Our app is weakly linked to a framework from a third-party vendor:
/Library/KeyAccess/KeyAccess.app/Contents/SharedFrameworks/KeyAccess.framework/KeyAccess
Our app is signed using our developer ID certificate with: --options runtime --timestamp --entitlements ourApp.entitlements
Since the 3rd party framework is signed with a different developer ID, the entitlement file requests and disables library validation:
We have verified the code signature using the following commands:
codesign --verify --strict --verbose ourApp.app
codesign -dvv ourApp.app
spctl -vvv --assess --type exec --ignore-cache --no-cache ourApp.app
No issues are reported.
We generate a dmg we code sign that too, then successfully notarize the dmg and staple the report.
When viewing the log provided during notarization no issues are shown, all binary content has been properly signed.
Unfortunately, if the dmg is downloaded from an online source we get a Gatekeeper warning indicating the developer cannot be verified.
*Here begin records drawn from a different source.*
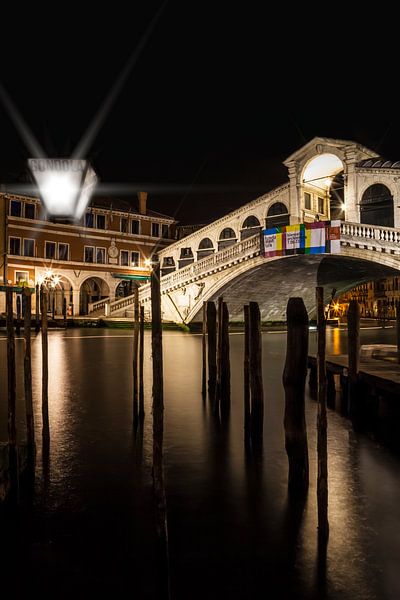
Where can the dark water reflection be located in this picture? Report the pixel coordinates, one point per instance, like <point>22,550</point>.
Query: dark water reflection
<point>233,531</point>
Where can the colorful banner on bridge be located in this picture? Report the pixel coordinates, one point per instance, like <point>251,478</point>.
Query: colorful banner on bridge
<point>321,237</point>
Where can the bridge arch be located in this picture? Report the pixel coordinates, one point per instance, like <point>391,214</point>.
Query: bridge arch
<point>250,226</point>
<point>206,247</point>
<point>92,288</point>
<point>227,237</point>
<point>277,215</point>
<point>377,205</point>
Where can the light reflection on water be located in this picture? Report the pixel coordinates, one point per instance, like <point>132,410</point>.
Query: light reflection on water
<point>232,528</point>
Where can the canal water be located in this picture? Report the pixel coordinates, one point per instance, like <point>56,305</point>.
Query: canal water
<point>88,529</point>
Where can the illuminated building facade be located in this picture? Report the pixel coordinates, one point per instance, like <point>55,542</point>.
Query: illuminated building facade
<point>92,260</point>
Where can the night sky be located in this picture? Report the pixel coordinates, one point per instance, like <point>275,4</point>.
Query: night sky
<point>220,94</point>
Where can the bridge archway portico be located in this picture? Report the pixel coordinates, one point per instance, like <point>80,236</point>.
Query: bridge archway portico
<point>214,265</point>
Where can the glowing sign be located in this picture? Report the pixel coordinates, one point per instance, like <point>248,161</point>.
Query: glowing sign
<point>65,185</point>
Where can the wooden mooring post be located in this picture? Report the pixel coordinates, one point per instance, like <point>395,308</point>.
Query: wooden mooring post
<point>141,364</point>
<point>256,382</point>
<point>11,381</point>
<point>18,321</point>
<point>30,425</point>
<point>322,424</point>
<point>246,373</point>
<point>353,343</point>
<point>204,351</point>
<point>135,363</point>
<point>225,375</point>
<point>294,379</point>
<point>158,428</point>
<point>45,370</point>
<point>212,349</point>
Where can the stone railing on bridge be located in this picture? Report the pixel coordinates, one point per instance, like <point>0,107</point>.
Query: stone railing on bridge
<point>235,253</point>
<point>372,236</point>
<point>99,305</point>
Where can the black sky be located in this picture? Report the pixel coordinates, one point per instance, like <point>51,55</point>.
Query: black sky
<point>221,94</point>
If we omit the entitlement (which will result in not being able to use the 3rd party framework, but the application will otherwise run) the Gatekeeper dialog disappears.
Since this issue appeared only after we upgraded from Qt 5 to Qt 6, we created a small test app that just shows a "Hello World" message. In this case inclusion of the entitlement is not a problem until we attempt to pull in a trivially simple framework that we ship within the application bundle (QNtp.framework). We cannot find any code within this tiny library that e.g. uses a private API or anything else suspicious. If we bake the QNtp code into the test application directly instead no Gatekeeper warning is shown.
Is there some way to get a report on WHY Gatekeeper is rejecting the code signature and notarization of the sample or our full app? Unfortunately tools like Max Inspect and Taccy have not yet revealed the cause of the issue.